With a thrilling and diverse array of pieces, Grammy Award-winning Harlem Quartet is returning to Chautauqua with some new favorites in tow.
The Harlem Quartet — with violinists Ilmar Gavilán and Melissa White, violist Jaime Amador, and cellist Felix Umansky — is performing at 4 p.m. this evening in Elizabeth S. Lenna Hall, the latest recital in this year’s Chautauqua Chamber Music Guest Artist Series.
Pieces to be played include William Grant Still’s Lyric Quartette; Dizzy Gillespie’s A Night in Tunisia, arranged by Dave Glenn; two tracks from Wynton Marsalis’ At the Octoroon Balls; Guido López-Gavilán’s “Cuarteto En Guaguanco”; Caroline Shaw’s Entr’acte; and Fanny Mendelssohn Hensel’s Quartet in E-flat Major.

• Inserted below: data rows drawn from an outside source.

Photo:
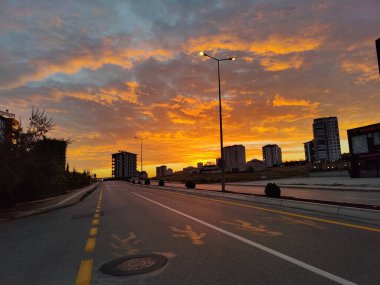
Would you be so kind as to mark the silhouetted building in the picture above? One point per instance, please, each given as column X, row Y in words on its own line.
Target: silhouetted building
column 234, row 157
column 142, row 174
column 326, row 139
column 256, row 165
column 378, row 52
column 9, row 127
column 190, row 169
column 364, row 143
column 272, row 155
column 212, row 169
column 309, row 151
column 161, row 170
column 124, row 165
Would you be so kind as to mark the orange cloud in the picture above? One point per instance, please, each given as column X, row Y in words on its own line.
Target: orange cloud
column 276, row 64
column 280, row 101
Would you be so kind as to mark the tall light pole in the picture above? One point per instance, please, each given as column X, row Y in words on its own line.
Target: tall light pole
column 141, row 139
column 222, row 162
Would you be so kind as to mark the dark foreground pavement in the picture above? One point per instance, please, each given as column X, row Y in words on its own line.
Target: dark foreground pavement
column 205, row 240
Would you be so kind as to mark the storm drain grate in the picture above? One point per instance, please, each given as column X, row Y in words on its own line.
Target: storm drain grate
column 134, row 265
column 86, row 215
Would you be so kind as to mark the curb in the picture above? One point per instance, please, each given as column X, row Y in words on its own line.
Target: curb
column 87, row 191
column 370, row 216
column 319, row 187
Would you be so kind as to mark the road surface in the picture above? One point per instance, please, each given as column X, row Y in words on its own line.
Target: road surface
column 205, row 241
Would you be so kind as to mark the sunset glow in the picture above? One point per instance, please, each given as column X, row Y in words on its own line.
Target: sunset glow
column 110, row 71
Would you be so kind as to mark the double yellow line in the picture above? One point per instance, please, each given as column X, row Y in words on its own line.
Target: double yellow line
column 85, row 268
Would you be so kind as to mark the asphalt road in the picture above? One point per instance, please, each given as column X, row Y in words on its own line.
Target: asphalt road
column 357, row 197
column 205, row 240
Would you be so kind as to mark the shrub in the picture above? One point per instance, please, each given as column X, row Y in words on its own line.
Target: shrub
column 190, row 184
column 272, row 190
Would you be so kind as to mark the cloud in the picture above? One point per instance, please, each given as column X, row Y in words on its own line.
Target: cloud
column 280, row 101
column 108, row 72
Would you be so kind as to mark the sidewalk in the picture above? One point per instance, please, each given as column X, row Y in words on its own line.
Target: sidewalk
column 323, row 183
column 45, row 205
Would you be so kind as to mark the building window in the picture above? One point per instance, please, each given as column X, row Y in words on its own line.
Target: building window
column 376, row 138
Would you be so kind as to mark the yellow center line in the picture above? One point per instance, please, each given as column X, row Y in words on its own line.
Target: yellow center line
column 85, row 272
column 284, row 213
column 93, row 231
column 90, row 245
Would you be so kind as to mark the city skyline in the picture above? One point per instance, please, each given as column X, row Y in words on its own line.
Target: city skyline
column 109, row 72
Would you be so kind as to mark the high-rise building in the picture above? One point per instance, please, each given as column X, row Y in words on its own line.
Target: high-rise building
column 326, row 139
column 272, row 155
column 161, row 170
column 124, row 165
column 309, row 151
column 8, row 127
column 364, row 143
column 256, row 165
column 234, row 157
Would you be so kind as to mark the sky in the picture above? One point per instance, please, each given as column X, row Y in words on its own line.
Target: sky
column 107, row 71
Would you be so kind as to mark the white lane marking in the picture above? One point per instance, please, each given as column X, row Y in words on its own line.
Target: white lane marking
column 297, row 262
column 65, row 200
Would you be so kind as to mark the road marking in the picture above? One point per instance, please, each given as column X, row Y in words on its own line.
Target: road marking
column 93, row 231
column 284, row 213
column 85, row 272
column 90, row 245
column 258, row 246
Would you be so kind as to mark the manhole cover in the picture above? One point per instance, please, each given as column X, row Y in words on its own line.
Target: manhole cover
column 134, row 264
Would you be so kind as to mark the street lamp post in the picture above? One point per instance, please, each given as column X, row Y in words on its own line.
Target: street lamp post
column 141, row 139
column 222, row 162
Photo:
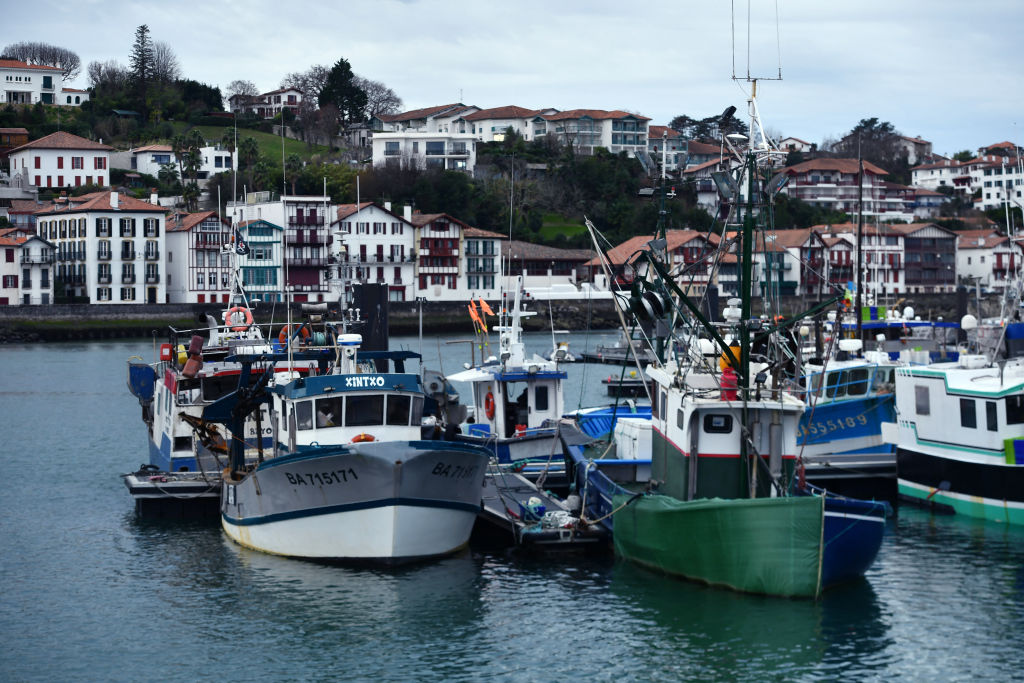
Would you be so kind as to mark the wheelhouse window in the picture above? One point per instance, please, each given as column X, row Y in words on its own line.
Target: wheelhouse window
column 397, row 410
column 856, row 381
column 969, row 416
column 992, row 416
column 364, row 411
column 1015, row 410
column 541, row 397
column 304, row 415
column 718, row 424
column 922, row 402
column 329, row 412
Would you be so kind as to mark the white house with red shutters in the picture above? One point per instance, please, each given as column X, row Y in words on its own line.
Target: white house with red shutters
column 108, row 247
column 199, row 268
column 26, row 270
column 60, row 160
column 374, row 245
column 28, row 84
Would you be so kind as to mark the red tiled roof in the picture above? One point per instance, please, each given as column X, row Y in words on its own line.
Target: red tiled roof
column 508, row 112
column 593, row 114
column 346, row 210
column 419, row 114
column 25, row 206
column 100, row 202
column 186, row 221
column 15, row 63
column 662, row 131
column 62, row 140
column 470, row 231
column 695, row 147
column 841, row 165
column 155, row 147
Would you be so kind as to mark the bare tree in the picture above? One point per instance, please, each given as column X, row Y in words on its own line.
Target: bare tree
column 165, row 63
column 45, row 54
column 240, row 87
column 380, row 98
column 310, row 82
column 108, row 76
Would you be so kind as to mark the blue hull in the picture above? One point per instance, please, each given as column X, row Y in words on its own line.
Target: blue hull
column 853, row 535
column 839, row 424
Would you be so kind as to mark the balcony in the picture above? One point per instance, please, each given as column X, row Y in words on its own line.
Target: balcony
column 41, row 258
column 303, row 238
column 306, row 261
column 305, row 221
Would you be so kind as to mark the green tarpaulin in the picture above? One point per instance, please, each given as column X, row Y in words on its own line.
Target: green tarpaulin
column 771, row 546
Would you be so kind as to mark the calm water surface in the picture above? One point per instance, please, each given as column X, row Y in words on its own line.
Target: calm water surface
column 92, row 593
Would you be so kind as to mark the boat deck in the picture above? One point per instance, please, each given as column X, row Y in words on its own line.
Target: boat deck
column 507, row 520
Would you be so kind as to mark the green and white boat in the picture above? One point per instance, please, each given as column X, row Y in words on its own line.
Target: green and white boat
column 960, row 435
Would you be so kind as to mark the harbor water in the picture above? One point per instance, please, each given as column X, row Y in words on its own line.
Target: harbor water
column 93, row 593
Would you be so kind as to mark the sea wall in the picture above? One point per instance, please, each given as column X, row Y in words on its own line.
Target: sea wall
column 77, row 322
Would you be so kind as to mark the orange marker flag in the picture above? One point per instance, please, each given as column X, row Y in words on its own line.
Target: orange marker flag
column 476, row 316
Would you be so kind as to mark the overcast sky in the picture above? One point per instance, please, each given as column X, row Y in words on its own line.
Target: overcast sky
column 949, row 71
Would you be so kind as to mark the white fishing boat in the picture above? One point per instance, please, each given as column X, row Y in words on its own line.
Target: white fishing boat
column 350, row 476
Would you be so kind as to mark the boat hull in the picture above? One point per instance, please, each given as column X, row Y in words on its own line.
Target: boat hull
column 991, row 491
column 384, row 501
column 771, row 546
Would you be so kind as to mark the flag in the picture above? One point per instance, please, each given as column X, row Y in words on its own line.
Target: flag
column 241, row 246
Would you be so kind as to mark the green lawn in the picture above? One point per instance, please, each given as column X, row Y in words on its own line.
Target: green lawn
column 555, row 224
column 269, row 145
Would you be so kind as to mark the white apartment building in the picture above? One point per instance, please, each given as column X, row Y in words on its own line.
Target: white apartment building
column 944, row 173
column 262, row 272
column 26, row 270
column 491, row 125
column 585, row 130
column 664, row 142
column 28, row 84
column 73, row 96
column 833, row 184
column 374, row 245
column 987, row 258
column 199, row 258
column 437, row 137
column 999, row 179
column 60, row 160
column 108, row 248
column 147, row 159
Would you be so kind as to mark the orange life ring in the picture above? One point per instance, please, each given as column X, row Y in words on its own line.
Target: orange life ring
column 229, row 314
column 284, row 336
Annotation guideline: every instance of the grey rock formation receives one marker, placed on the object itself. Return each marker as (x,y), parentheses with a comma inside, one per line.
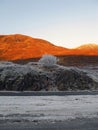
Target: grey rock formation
(29,77)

Still’s Lyric Quartette, subtitled “Musical Portraits of Three Friends,” was composed in 1960 and consists of three movements. Still was known for being one of the biggest African-American composers of the 20th century, and for the barriers he broke: he was the first American composer to have an opera produced by the New York City Opera, the first African-American composer to conduct a major American orchestra, and the first to have an opera performed on national television, among other accomplishments.
Gillespie’s A Night in Tunisia — originally called interlude — is a jazz standard with bebop and Afro-Cuban tones that was originally recorded by Sarah Vaughan in 1944. Composed in 1995, Marsalis’ At the Octoroon Balls is reflective of the composer’s vibrant birthplace of New Orleans.

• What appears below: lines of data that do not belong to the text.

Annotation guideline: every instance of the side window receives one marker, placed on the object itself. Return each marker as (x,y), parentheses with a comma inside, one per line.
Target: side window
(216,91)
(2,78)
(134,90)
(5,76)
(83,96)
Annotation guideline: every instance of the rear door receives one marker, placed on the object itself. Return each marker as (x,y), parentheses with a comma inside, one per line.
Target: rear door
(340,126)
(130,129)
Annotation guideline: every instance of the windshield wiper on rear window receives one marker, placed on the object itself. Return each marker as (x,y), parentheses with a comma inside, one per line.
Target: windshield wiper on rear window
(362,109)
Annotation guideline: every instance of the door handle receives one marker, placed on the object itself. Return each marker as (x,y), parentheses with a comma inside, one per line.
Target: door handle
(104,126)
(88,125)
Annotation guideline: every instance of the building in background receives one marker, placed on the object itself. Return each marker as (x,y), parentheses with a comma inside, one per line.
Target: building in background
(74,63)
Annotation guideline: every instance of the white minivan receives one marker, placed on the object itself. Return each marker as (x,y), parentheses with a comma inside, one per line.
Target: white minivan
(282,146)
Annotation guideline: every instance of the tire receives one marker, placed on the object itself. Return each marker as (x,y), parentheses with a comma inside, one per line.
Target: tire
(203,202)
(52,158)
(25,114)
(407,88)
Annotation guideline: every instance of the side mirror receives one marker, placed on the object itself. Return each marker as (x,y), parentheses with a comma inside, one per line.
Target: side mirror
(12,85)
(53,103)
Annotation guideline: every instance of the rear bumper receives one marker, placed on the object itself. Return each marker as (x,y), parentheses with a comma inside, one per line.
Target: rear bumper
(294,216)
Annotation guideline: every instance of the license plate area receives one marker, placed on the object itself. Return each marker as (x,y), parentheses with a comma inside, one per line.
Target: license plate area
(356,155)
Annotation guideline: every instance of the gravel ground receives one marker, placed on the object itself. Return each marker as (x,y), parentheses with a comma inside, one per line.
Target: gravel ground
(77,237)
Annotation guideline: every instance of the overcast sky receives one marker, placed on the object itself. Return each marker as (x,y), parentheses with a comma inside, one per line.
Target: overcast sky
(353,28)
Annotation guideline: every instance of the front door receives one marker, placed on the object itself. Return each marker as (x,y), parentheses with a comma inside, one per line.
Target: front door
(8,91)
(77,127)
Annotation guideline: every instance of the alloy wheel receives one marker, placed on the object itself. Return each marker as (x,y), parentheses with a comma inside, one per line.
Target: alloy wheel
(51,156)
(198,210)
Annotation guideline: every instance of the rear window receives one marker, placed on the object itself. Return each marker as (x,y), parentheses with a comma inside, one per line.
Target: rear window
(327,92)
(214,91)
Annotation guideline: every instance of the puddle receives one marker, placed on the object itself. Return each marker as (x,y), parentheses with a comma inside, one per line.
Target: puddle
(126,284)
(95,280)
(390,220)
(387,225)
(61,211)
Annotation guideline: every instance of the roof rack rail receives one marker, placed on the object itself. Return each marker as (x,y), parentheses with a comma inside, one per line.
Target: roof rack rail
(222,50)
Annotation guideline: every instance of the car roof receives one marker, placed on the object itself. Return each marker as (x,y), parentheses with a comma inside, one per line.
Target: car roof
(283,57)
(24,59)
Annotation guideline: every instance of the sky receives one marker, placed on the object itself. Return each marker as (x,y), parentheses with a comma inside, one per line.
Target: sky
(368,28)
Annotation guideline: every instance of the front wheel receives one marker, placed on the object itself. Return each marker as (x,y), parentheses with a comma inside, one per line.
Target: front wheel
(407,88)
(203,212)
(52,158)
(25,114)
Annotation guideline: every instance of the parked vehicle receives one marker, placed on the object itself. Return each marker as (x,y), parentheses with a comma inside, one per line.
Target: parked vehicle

Shaw became the youngest recipient of the Pulitzer Prize for Music at the age of 30, and Hensel was considered a prodigy like her brother Felix Mendelssohn, but because of the culture in 1834, was severely limited as a woman; her musicality is centered around humanism and emotionality.
Violinist Gavilán grew up in a prominent musical family; he and his brother pianist Aldo López-Gavilán are the sons of composer Guido López-Gavilán — the two brothers have performed at Chautauqua before, even bringing “Cuarteto En Guaguanco” to the Amphitheater stage with the Music School Festival Orchestra in 2022. Guaguanco is the name of a dance brought by enslaved Africans to Cuba and “Cuarteto en Guaguanco” combines both classical and Afro-Cuban elements.
Gavilán remembers his father returning from Czechoslovakia with a toy for the 6-year-old; Gavilán was hoping for a toy truck, or car — instead, he got a toy violin. It felt like a trick, Gavilán said, because “before you knew it, I had a Russian teacher screaming at me in private lessons. I’m like, what kind of toy is this?” But, he quickly became a child prodigy, and Gavilán started tasting what popularity could do for a “misbehaving kid.”
The love for the craft came when he debuted at 12 years old in Mendelssohn’s Violin Concerto with the Havana Symphony Orchestra (National Symphony Orchestra of Cuba) and his father, Guido, conducted.
Since the Harlem Quartet’s debut in Carnegie Hall in 2006, they have played in 47 states and internationally. The Quartet was founded by the Sphinx Foundation — each musician are all first prize laureates of the Sphinx Competition. The foundation’s mission is to address the underrepresentation of people of color in classical music and transform lives through the power of diversity in the arts.
“Diversity makes everything better,” said White, who “didn’t see a lot of people like myself” at the beginning of her career as a classical violinist. “We learn from differences; I think we expand and can be more creative through each other’s differences. Musically speaking, every single genre is enhanced by different cultures and different influences.”
The number of people of color in the audience of Harlem Quartet performances, Gavilán said, tends to be low. So, the quartet has gone into every school in Harlem on multiple occasions to foster “familiarity and engagement” through that outreach.
“The audience is intuitive, they can tell it’s genuine. One of the things that gives us the most pleasure is to hear from presenters — I never saw that many young people or people of color coming to these concerts — and they even like when people clap between movements, because they know these are newcomers,” Gavilán said. “That’s one of the things that makes our lives rewarding, to know we’re actually doing something very positive.”
Of the four founding Harlem Quartet members, White and Gavilán remain. As an ensemble, they enjoy spontaneity and improvisation; in choosing the two newer members, they not only looked for those qualities, but group chemistry as well. The chemistry makes the music come alive, White said. Enjoying who they play with, not only the music-making itself, translates “to the audience in a way that truly changes the space and makes the experience enhanced for everyone,” she said.
For White, music has ironically allowed her to enjoy silence more — and that’s while the music is happening. The space that music offers is healing to the message that society puts out that “we should hurry up and get over these emotions,” White said. For Gavilán as well, his own “emotional life becomes richer than my own personal experience because I am embodying somebody else’s personal experience at a very deep level.”